L'info. Ils enragent en voyant des suspects leur filer sous le nez. Depuis un peu plus de quinze jours, tous les services d'enquête subissent les conséquences d'une décision de la Cour de Cassation. Elle leur interdit de géolocaliser le téléphone ou la voiture d'un suspect dans la cadre d'une enquête préliminaire (dirigée par un procureur, ndlr). Résultat : certaines affaires sont tout simplement à l'arrêt.

"On casse tout notre travail". Certains procureurs appliquent en effet les consignes du ministère de la Justice à la lettre. Comme à Nanterre, où les services d'enquête sont désormais privés d'une aide essentielle, regrettent les syndicats. "On a eu un braquage, sur un parking devant une bijouterie.
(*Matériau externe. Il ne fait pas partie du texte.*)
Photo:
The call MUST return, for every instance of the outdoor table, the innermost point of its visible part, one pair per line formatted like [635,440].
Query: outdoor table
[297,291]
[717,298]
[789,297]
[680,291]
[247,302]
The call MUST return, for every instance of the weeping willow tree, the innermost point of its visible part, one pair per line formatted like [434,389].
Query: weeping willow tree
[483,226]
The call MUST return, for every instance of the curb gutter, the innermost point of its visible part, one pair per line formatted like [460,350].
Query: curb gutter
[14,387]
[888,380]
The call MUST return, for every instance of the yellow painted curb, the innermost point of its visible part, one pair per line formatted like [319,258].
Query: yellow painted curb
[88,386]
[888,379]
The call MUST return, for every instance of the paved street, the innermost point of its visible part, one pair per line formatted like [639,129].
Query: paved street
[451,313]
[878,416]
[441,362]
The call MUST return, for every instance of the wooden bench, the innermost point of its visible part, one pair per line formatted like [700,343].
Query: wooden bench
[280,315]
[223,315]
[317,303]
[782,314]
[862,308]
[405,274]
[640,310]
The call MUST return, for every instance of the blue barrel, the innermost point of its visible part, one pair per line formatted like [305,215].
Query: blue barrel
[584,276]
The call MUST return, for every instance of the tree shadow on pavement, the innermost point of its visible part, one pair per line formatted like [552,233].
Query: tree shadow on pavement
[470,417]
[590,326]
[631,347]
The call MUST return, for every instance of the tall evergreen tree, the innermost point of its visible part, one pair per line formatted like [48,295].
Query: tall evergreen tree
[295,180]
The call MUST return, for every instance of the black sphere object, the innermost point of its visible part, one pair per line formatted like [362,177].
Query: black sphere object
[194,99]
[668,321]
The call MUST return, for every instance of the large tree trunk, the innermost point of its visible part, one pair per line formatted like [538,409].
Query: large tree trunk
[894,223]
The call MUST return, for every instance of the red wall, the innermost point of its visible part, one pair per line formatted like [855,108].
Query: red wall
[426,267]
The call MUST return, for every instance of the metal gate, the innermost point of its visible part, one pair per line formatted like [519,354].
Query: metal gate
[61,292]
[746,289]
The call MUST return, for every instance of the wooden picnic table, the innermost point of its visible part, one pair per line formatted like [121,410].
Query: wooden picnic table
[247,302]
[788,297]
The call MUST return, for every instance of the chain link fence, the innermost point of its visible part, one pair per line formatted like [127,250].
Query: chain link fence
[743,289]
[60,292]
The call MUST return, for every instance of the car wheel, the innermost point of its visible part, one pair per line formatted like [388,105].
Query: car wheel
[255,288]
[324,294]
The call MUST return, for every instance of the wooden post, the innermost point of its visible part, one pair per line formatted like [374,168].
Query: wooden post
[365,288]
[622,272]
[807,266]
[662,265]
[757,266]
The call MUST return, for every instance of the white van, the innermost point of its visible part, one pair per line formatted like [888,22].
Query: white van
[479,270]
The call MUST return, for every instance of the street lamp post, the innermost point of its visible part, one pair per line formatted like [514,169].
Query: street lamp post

La bijoutière se fait dérober des bijoux mais aussi son téléphone portable. C'est un élément que tout bon enquêteur peut exploiter, d'autant que là la victime avait bien pris la précaution de ne pas bloquer son téléphone, pensant que les enquêteurs pourraient travailler dessus. Mais là, ça n'est plus possible. Le parquet de Nanterre a refusé", dénonce Isabelle Trouslard, du syndicat de police Synergie, au micro d'Europe 1.

"Toutes les troupes sont découragées. On a déjà eu la réforme de la garde à vue et maintenant on doit arrêter la géolocalisation. On casse tout notre travail d'initiative, la police judiciaire peut mettre la clé sous la porte", estime pour sa part, amère, une commissaire de police en région parisienne. Il faut en effet savoir que les enquêtes préliminaires représentent l'écrasante majorité (près de 90%) des procédures.

"La première conséquence de ces arrêts, c'est qu'on ne peut plus arrêter des personnes que l'on soupçonne dangereuses. Il ne faudra pas s'étonner s'il y a un drame", prévient un policier. Plus généralement, certains responsables de la PJ estiment que cette décision s'inscrit dans une démarche de "dépossession" des moyens d'enquête. "On a l'impression que désormais chaque acte d'enquête doit être soumis à l'approbation d'un juge. On écarte de plus en plus le travail d'initiative du policier", résume l'un d'eux.

La colère (aussi) des magistrats. Certains magistrats du parquet désapprouvent aussi cette directive qui leur demande de supprimer dans tous leurs dossiers les actes d'enquête liés à la géolocalisation. "C'est hors de question", a assuré un procureur spécialiste du grand banditisme à Europe 1.

Pour répondre à ce début de fronde des magistrats, la Chancellerie a mis en place une ligne téléphonique pour tenter de résoudre les problèmes au cas par cas. La plupart des syndicats de police, associés au syndicat majoritaire chez les magistrats, l'Union syndicale de la magistrature (USM), sont montés au créneau récemment. Ils ont saisi par courrier le président de la commission des Lois, Jean-Jacques Urvoas, expliquant "l'urgence de mettre en oeuvre une disposition législative" pour pallier les difficultés rencontrées par les enquêteurs sur le terrain. D'après les informations d'Europe 1, le texte est déjà prêt depuis le mois de juin. Mais l'embouteillage législatif n'a pas encore permis de le présenter aux parlementaires.